Notice that using `.loc[]` with `1:4` gives different results, since it selects using the index.

In [None]:
sorted_baby_names.loc[1:10, 'name']

**Question 6.** List the unique years included in the dataset.

In [None]:
...

**Question 7.** Selecting multiple columns is straightforward—simply provide a list of column names.

Use both bracket notation and `.loc[]` to select the `name` and `year` columns (in that order) from the `babynames` `DataFrame`, then display only the first five rows. 

In [None]:
...

In [None]:
...

## Filtering Data

### Filtering with Boolean arrays

Filtering is the process of refining data by removing unwanted or irrelevant information. When working with data, you will inevitably need to filter it—whether to remove missing values, eliminate unusual outliers, or focus on specific subgroups for analysis.  

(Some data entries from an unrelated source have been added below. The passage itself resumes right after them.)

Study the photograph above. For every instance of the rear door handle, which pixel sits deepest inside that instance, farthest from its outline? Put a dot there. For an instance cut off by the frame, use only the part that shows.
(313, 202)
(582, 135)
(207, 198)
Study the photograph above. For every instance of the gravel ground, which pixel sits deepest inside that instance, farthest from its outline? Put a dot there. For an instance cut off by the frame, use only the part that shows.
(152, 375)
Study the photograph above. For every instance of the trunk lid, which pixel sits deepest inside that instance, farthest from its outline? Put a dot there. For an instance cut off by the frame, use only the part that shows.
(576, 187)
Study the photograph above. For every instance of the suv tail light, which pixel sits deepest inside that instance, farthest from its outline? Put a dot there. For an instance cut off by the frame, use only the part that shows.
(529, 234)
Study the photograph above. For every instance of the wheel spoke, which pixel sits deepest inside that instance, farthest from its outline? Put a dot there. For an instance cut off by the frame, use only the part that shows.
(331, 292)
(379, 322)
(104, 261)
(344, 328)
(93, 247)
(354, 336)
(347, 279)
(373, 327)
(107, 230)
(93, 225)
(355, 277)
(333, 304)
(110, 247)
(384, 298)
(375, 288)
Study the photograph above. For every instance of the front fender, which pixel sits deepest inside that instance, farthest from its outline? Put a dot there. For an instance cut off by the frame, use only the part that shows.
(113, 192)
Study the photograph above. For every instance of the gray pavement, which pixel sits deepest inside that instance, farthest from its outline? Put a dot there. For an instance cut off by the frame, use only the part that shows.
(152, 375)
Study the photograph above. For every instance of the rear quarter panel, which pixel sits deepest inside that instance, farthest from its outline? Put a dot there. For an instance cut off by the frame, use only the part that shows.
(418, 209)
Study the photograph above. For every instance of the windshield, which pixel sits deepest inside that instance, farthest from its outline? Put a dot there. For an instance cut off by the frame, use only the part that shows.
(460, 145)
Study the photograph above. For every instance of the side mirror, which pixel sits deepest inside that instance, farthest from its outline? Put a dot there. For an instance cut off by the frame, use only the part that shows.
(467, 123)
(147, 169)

When using compound expressions, be sure to group conditions with parentheses to ensure proper evaluation.  

**Example usage:**  

```python
df[df['column name'] < 5]]
```

where `df` is the name of the dataframe, `column name` is the name of the column, and `< 5` is the comparison statement. Meaning, any value in the column that is larger than 5 will be displayed.

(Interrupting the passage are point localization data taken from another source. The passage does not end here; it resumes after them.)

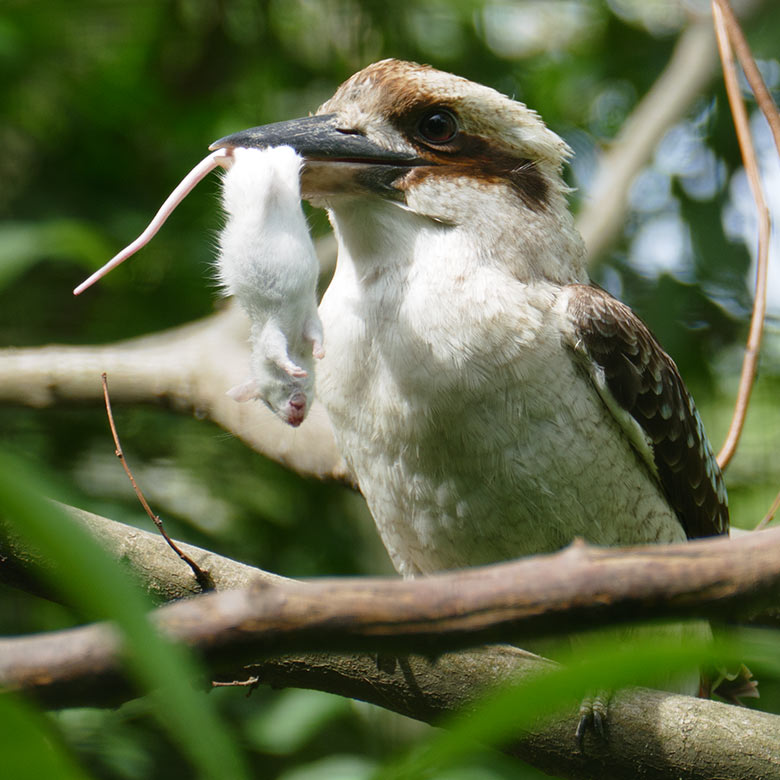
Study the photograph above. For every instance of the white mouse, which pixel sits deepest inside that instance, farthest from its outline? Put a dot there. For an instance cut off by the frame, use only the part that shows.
(267, 261)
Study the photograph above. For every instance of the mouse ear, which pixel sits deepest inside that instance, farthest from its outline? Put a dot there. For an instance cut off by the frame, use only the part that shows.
(246, 391)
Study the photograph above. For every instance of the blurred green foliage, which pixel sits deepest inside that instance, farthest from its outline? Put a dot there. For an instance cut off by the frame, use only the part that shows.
(105, 104)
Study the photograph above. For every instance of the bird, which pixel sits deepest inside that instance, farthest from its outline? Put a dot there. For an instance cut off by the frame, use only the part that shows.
(490, 400)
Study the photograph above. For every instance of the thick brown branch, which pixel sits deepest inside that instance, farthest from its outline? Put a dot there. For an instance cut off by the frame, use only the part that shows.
(156, 569)
(659, 734)
(578, 588)
(81, 666)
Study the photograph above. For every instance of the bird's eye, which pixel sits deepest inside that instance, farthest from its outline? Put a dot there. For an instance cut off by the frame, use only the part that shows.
(438, 126)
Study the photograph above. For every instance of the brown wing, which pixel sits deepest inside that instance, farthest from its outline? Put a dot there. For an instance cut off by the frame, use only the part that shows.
(645, 382)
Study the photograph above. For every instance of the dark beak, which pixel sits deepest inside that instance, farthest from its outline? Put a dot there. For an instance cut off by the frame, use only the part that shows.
(337, 160)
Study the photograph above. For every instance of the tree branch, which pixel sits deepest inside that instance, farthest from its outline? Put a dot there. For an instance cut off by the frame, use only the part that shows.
(189, 368)
(231, 629)
(690, 69)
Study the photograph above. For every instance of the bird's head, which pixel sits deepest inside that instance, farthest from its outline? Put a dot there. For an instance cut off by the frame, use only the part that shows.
(439, 145)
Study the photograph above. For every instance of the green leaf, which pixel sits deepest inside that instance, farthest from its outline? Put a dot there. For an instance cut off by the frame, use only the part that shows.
(293, 718)
(91, 580)
(29, 747)
(598, 665)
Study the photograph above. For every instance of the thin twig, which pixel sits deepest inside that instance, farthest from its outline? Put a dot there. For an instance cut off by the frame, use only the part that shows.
(752, 73)
(753, 346)
(770, 515)
(203, 577)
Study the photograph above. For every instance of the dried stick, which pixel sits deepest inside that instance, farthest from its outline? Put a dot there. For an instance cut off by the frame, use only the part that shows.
(203, 577)
(770, 514)
(739, 113)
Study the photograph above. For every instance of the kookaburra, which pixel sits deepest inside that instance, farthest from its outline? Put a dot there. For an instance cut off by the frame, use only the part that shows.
(490, 402)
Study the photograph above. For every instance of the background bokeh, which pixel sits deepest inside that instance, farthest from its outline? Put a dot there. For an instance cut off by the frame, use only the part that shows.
(105, 104)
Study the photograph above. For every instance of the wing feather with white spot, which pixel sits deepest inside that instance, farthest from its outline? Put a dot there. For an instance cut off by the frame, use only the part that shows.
(633, 374)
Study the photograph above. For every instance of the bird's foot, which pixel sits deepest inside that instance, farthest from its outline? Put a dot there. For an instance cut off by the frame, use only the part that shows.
(593, 716)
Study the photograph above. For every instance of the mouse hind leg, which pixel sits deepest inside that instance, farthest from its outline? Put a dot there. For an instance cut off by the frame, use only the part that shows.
(272, 345)
(312, 332)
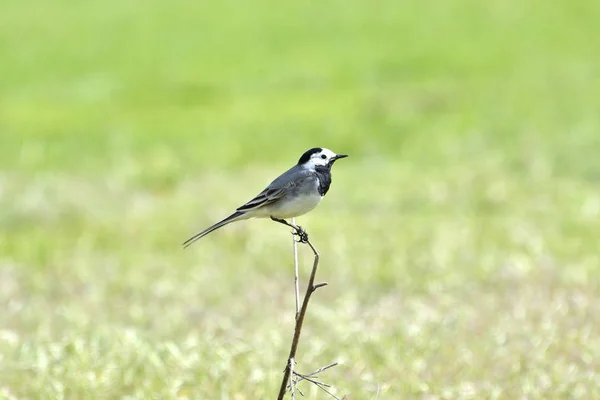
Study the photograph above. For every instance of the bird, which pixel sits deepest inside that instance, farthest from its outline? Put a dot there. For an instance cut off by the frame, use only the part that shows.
(294, 193)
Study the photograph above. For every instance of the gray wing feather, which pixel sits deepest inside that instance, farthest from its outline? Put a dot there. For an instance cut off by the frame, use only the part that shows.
(276, 189)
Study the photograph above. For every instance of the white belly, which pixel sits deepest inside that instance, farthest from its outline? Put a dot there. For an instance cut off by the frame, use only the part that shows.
(290, 207)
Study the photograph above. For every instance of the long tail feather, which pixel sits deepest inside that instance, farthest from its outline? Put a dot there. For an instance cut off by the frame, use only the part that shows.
(233, 217)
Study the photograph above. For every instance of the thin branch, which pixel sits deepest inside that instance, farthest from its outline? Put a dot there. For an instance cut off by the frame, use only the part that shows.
(296, 282)
(310, 288)
(314, 373)
(293, 389)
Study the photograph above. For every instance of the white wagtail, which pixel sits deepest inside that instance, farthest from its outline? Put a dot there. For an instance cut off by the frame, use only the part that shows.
(296, 192)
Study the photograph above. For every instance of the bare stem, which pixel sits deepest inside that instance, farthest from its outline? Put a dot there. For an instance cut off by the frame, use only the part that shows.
(310, 288)
(296, 282)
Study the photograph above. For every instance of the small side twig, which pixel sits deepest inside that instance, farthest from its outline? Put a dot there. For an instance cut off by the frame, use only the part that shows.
(296, 282)
(289, 373)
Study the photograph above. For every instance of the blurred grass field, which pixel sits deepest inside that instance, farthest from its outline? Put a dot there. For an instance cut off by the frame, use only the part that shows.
(460, 240)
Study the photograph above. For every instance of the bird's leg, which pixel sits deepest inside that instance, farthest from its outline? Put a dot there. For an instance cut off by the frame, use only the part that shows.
(301, 233)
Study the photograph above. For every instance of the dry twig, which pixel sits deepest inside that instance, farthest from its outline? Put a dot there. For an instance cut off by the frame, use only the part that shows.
(289, 373)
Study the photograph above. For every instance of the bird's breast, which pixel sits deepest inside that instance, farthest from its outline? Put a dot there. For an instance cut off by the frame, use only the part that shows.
(294, 206)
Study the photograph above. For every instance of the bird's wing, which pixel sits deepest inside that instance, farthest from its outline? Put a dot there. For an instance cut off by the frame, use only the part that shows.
(267, 196)
(276, 190)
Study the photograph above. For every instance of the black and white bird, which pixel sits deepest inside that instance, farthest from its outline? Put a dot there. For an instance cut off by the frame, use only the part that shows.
(296, 192)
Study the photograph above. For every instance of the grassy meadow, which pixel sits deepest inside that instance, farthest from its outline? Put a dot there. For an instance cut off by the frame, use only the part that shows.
(460, 239)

For your reference, some commonly used comparison operators are given below.

Symbol   | Usage      | Meaning 
------   | ---------- | -------------------------------------
`==`     | `a == b`     | Does a equal b?
`<=`     | `a <= b`     | Is a less than or equal to b?
`>=`     | `a >= b`     | Is a greater than or equal to b?
`<`    | `a < b`      | Is a less than 
`>`    | `a > b`      | Is a greater than b?
`~`        | `~p`         | Returns negation of p
`\|`   | `p \| q` | `p OR q`
`&`        | `p & q`      | `p AND q`

**Question 8.** Filter the `baby_names` DataFrame to create a new `DataFrame` that includes only the names registered in the year you were born.

Then display the first 5 rows.

In [None]:
...

**Question 9.** How many births were registered in your birth year? What is the distribution of male and female births for that year?

In [None]:
...

In [None]:
...

**Question 10.** Write a summary of the output from **Question 8** and **Question 9** in a paragraph. Compare the birth data from your birth year with your instructor's birth year, highlighting any similarities or differences. Consider possible reasons for these differences, such as historical trends, cultural shifts, or population growth.

_TYPE YOUR ANSWER HERE REPLACING THIS TEXT_

## Submission

Make sure that all cells in your assignment have been executed to display all output, images, and graphs in the final document.

**Note:** Save the assignment before proceeding to download the file.

After downloading, locate the `.ipynb` file and upload **only** this file to Moodle. The assignment will be automatically submitted to Gradescope for grading.